The Center for the Study of Cannabis and Social Policy (CASP) is a 501(c)(3) non-profit public charity founded in 2013.

Mission

The Center for the Study of Cannabis and Social Policy’s Mission is cannabis research and education for a Drug War-free world. We understand the Drug War as a cultural, political and economic phenomenon that has been used throughout the world for social control rather than public safety. We also understand that the prohibition of cannabis is a significant part of the Drug War, and that there is much education and research to do locally and globally, beyond the legalization of cannabis, to serve our Mission.

Audiences

There are two major audiences for our work in the public and private sectors. We provide and disseminate objective information to guide institutional agendas — academic ones and policy ones.
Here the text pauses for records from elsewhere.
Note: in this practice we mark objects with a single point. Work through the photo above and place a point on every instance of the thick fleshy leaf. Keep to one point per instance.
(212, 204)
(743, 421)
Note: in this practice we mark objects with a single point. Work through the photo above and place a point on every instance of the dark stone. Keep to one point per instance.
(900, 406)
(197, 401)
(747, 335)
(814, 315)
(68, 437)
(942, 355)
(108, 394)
And we seek to provide and disseminate objective information about the whole plant to cannabis industry and markets that are significantly focused on maximizing profits by selling THC, which just one of the parts of the plant that shapes social contexts.

Standpoint

It is our position that State and National cannabis legalization frameworks have emerged with, rather than against, the continuity of prohibition. Thus the term “post-prohibition”: legalization with, rather than after, prohibition.

There are at least two obvious ways in which cannabis prohibition continues within the legal context: the continuity of prohibition governance, for which legal frameworks are a tolerated exception; and new calls for prohibition in support of legal market actors.
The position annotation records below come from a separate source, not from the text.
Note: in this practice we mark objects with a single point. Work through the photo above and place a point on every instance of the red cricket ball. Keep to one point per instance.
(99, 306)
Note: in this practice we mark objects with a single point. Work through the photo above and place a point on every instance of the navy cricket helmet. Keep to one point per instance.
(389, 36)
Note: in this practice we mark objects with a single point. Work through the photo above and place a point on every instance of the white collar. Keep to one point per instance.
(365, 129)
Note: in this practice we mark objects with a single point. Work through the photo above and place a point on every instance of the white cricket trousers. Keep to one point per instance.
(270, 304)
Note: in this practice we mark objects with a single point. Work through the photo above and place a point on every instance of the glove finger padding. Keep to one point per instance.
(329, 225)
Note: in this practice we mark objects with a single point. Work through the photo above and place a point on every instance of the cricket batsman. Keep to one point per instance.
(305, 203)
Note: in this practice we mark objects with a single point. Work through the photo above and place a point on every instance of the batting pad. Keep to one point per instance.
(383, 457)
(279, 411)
First, all national efforts to legalize cannabis remain governed by global UN frameworks. Similarly, State and Province frameworks remain governed by Federal and National prohibition. Perhaps least obvious but most impactful, local jurisdictions — counties and cities — retain the right and practice of opting in or out to State and Provincial legal markets. This is both formal, in terms of law and punishment; and informal through zoning practices.
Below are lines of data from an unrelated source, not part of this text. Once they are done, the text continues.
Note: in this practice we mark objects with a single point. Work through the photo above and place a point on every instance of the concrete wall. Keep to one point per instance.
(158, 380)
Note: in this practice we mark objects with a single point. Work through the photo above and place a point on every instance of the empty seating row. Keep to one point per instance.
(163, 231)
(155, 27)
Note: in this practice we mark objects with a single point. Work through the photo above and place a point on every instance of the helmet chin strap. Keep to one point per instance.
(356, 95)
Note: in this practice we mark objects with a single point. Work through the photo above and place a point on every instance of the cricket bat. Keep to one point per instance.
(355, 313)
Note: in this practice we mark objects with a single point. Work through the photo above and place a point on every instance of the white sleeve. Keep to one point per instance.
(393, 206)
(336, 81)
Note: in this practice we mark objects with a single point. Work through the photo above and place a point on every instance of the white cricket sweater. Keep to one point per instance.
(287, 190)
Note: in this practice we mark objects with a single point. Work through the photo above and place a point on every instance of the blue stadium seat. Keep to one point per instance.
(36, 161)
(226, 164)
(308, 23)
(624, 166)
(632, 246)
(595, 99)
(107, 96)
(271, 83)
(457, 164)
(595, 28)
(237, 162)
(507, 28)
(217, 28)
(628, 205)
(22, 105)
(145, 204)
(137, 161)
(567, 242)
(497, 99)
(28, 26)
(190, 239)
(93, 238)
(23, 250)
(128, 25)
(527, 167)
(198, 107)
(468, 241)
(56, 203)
The second way in which cannabis prohibition is renewed is through the development of new public and private interests in retaining punishment as a mode of regulating cannabis markets. The legitimizing “frame” or “discourse” (in academic terms) is that legal markets require ongoing and renewed criminal sanctions to prop them up. New cannabis industry actors face many problems related to policy, but instead of focusing on optimizing policy for market success. They oppose home grow legalization and donate to and call for public actors to protect tax revenues and private revenue margins by policing unregulated markets.

We are quite sympathetic to industry sustainability, but more prohibition is not the answer. This is factually true from 40 years of criminal punishment that has stimulated, rather than eliminated, unregulated markets. It is our position that given sensible policy conditions, regulated markets would quickly and effectively out-compete unregulated ones. Instead, the public sector is addicted to taxes — Federal 280e taxes; and State, County and City taxes set a floor for prices that make it difficult to compete with unregulated products.

Cannabis is a plant. Its cost of production is extremely low, especially outdoor. If taxes were optimally designed, there is no reason at all why regulated market products could not “overgrow” unregulated cannabis the way unregulated cannabis has “overgrown” prohibition. It is our position that all cannabis markets can and should serve the social goal of overgrowing cannabis prohibition, which is a major flank of the genocidal, failed, racist, global war on drugs.